A rape and attempted murder for which McDuff was never prosecuted resulted in a daughter who at the age of 21 visited McDuff in prison. Her visits ceased after McDuff described his fantasy of taking her to Las Vegas and pimping her out to earn himself a fortune.

A prisoner’s fifteen-page handwritten lawsuit, Ruiz vs. Estelle, exposed conditions in Texas prisons which proved unconstitutionally inhumane, including the use of inmates as guards. (McDuff ascended to the position of boss over fellow convicts following his exit from death row into the general prison population; his perks included a “gal-boy” who traded the usual personal services for McDuff’s protection from white supremacist former gang associates whom he had offended.) Ruling in the Ruiz case, Federal Judge William Wayne Justice placed the Texas prison system under the control of a Special Master and ordered that traditional prison overcrowding must cease.

The Texas parole board was ordered to release 150 prisoners a day, to reduce the prison population to the 50,000 for which there was adequate capacity. Despite a 1982 conviction for attempted bribery of a parole board member, McDuff made parole in early October of 1989. Waco’s U.S. Marshall Parnell McNamara could only ask, “Have they gone crazy?”

Author Gary Lavergne also maintains McDuff information on his website, including this collection of photos and this list of victims.

Kenneth Allen McDuff was a rarity on Texas’s death row: He was a son of the middle class among the poorest of the poor. On parole, his family furnished him with motor vehicles as needed, and a credit card so that he would not have to carry cash in his chancy, drug-ridden haunts along the Interstate 35 corridor of Central Texas.

Even a new arrest in July 1990, after he chased and threatened some black teenagers and then spewed racist invective at his parole revocation hearing, did not suffice to return him to prison. Six women, three of them drug-addicted prostitutes, have been verified as murder victims of Kenneth McDuff between his parole date in 1989 and his arrest as a fugitive in Kansas City on May 4, 1992; there may well be others whose identities will never be known.

McDuff was tried for the abductions and murders of Melissa Northrup, a convenience store clerk, and Colleen Reed, an accountant. He was convicted and sentenced to death in both cases.

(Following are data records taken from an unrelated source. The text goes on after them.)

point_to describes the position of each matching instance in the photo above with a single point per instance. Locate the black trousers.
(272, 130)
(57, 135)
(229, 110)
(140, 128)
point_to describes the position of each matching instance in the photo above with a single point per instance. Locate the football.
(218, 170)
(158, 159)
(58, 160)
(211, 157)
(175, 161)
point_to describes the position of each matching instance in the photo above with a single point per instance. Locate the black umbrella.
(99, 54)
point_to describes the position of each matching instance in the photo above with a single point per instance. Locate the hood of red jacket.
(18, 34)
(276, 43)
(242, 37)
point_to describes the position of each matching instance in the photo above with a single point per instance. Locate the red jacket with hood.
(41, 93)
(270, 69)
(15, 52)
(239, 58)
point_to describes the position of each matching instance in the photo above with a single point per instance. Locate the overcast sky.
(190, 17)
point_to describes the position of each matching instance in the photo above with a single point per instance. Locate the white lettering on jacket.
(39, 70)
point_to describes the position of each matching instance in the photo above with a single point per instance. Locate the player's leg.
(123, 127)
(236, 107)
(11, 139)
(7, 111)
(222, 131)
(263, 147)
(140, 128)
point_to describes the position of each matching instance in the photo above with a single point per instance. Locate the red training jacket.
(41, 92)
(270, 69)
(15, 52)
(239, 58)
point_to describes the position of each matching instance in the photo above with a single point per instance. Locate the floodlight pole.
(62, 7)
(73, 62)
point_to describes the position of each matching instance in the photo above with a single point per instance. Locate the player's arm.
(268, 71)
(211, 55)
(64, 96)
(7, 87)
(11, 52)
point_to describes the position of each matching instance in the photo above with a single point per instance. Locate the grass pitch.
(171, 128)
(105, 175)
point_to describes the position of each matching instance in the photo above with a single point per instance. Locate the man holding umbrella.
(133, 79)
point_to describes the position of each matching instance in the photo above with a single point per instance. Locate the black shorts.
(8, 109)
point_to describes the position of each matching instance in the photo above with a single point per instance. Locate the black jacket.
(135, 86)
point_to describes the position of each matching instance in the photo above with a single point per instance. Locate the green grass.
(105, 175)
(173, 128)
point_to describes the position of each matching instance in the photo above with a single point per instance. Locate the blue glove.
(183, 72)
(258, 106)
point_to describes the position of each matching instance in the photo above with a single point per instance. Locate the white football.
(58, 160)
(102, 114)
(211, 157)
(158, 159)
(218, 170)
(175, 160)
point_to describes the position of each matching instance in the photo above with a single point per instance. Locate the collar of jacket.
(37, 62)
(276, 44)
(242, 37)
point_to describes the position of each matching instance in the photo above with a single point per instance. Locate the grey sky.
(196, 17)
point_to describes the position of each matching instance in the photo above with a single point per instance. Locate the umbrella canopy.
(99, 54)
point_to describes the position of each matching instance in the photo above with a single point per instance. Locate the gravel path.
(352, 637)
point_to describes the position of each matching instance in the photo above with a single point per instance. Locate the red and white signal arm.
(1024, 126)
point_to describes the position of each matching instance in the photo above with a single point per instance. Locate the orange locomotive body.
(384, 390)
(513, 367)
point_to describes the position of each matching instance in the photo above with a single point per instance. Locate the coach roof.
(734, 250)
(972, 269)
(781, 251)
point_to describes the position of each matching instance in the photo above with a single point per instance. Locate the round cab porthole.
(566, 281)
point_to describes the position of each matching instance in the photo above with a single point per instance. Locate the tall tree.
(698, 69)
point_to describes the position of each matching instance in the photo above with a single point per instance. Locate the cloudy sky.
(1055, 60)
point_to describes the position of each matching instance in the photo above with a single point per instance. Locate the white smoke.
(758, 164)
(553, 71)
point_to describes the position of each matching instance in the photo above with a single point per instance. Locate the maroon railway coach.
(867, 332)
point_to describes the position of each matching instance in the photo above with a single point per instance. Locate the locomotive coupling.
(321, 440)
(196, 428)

Parole requirements for violent Texas criminals were stiffened substantially as a direct result of McDuff’s career, by the regulations of the parole board and by the Texas Legislature. (The statutes are known as the McDuff Laws.) McDuff by all accounts became the most hated man in the Texas prison system; once returned to death row, he was held in administrative segregation for his own protection from his latest arrival in 1993 until his execution.

Progressive Democrat Ann Richards was Governor of Texas at the time of McDuff’s last trial. A recovering alcoholic, she created an unprecedented emphasis on drug and alcohol treatment for Texas prisoners, the overwhelming majority of whose crimes involved substance abuse of one kind or another. No one appreciated the irony more than she: a governor dedicated to rehabilitation of prisoners was forced to kick off the biggest prison building spree in Texas history, to comply with the federal court’s orders on prison overcrowding while trying to ensure that Texas would never again see the likes of Kenneth Allen McDuff.

It took six years for law enforcement officers to persuade McDuff that his continued refusal to reveal where he had hidden the bodies of several of his victims offered him no sort of advantage. Some remains were located by means of hand-drawn maps, but maps did not suffice in every case. A few days before his execution, an unusual excursion party set out from the Ellis I prison outside Huntsville: a caravan of unmarked cars with dark-tinted glass carried McDuff, locked to a back seat and disguised with a baseball cap, on a “clandestine high security move.” Never allowed out of the car, McDuff directed investigators to the shallow grave of Colleen Reed, whom he kidnapped from an Austin car wash on December 29, 1991. Shortly thereafter, McDuff’s nephew received a reduction in his sentence for drug dealing.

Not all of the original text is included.